Once Raiffeisen Online sent all requests of balance directly of core banking system subsystems for calculation of balances, they calculated the balance which is kept on tough and SSD disks and returned the result. At the same time the client can open several times in a day mobile application in which every time should be displayed relevant balance according to maps and accounts. The amount of such requests quickly grows because the number of clients and penetration of mobile bank steadily grows.
We carried out load analysis and understood that there are more than a half of the requests coming from online bank to us come repeatedly. It is connected with behavior model of the client in a system. Active clients come into online bank several times in day and will often switch between screen forms with lists of accounts.
To help growth of business and to lower load of disks and the ABS processor, we created the new caching layer and placed it between Raiffeisen Online and a system. The cache is an intermediate buffer with quick access to data which are had in RAM, containing information which can be requested with the largest probability.
When developing of the caching layer we used free Open Source of technology, a distributed database open source of Apache Ignite, and inexpensive iron. The solution was designed so that further it could be scaled. How does it work?
When the client of bank opens mobile application for the first time in a day, Raiffeisen Online creates a balance request on all available accounts and cards. The request gets to a cache which checks whether is not present in fast RAM of this balance. It is convinced that is not present, and sends a request in a system. That calculates balance, the cache saves it in memory and returns to the client. Only about 10 milliseconds are spent for all this way.
When the client comes into the application repeatedly, the request of balance comes to a cache, a system finds it in RAM and at once returns it to the client. Only 1 millisecond is spent for such route. Along with it a system monitors whether there was no movement on the account and if it occurs, then the old balance is removed from memory, and the inquiry of balance is again sent on a backend. We counted and were convinced that amount of requests which go along a long route only 15%, other 85% get to a cache. At start of this solution load of core banking system subsystems from Raiffeisen Online fell approximately to a third.
From a system to the user experience
Thus, having created an additional layer for OLTP loading, we lowered load of a system and had an opportunity to horizontally scale new service. Speed of a response increased approximately by 15 times, and the cost of the solution if to compare to simple building of infrastructure on a backend, was lower several times. What is important, we increased reliability of all solution as decrease in load of a backend gives additional margin of safety.

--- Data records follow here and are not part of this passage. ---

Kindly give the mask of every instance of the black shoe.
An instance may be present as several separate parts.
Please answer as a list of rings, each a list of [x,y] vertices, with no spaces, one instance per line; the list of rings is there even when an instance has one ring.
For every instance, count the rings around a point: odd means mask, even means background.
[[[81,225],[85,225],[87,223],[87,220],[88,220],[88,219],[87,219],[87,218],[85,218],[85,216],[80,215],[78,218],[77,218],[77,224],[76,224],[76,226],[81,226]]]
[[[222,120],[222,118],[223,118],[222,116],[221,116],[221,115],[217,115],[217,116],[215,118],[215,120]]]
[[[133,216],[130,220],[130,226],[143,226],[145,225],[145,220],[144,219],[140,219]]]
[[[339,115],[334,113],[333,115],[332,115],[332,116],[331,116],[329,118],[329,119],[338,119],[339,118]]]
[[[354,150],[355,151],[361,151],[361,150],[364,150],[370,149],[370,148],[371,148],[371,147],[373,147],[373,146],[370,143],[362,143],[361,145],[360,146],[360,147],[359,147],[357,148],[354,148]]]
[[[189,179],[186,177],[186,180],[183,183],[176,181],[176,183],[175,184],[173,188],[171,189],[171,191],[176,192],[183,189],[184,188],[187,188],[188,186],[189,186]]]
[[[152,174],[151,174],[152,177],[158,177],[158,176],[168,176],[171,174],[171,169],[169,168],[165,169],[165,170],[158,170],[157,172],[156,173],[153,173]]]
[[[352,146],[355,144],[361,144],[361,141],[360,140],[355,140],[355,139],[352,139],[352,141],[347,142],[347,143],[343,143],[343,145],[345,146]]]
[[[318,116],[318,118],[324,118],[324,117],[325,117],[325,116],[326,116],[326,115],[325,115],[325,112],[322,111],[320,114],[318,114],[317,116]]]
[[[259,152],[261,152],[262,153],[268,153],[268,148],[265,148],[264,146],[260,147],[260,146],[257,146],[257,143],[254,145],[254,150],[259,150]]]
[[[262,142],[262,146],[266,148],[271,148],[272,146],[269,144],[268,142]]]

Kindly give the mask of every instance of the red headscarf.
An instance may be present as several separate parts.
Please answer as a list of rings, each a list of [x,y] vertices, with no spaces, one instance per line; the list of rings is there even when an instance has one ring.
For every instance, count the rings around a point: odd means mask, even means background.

Reducing load of banking applications, optimizing the code and transferring a part of data to RAM, we can quicker process requests, and it means that clients of bank see results of requests at once and their user experience improves. Of course, we are not going to stop on it, and in our plans – further expansion of functionality of the caching layer, removal of OLAP load of the separate server, updating of iron at more modern and continuous optimization of our applications.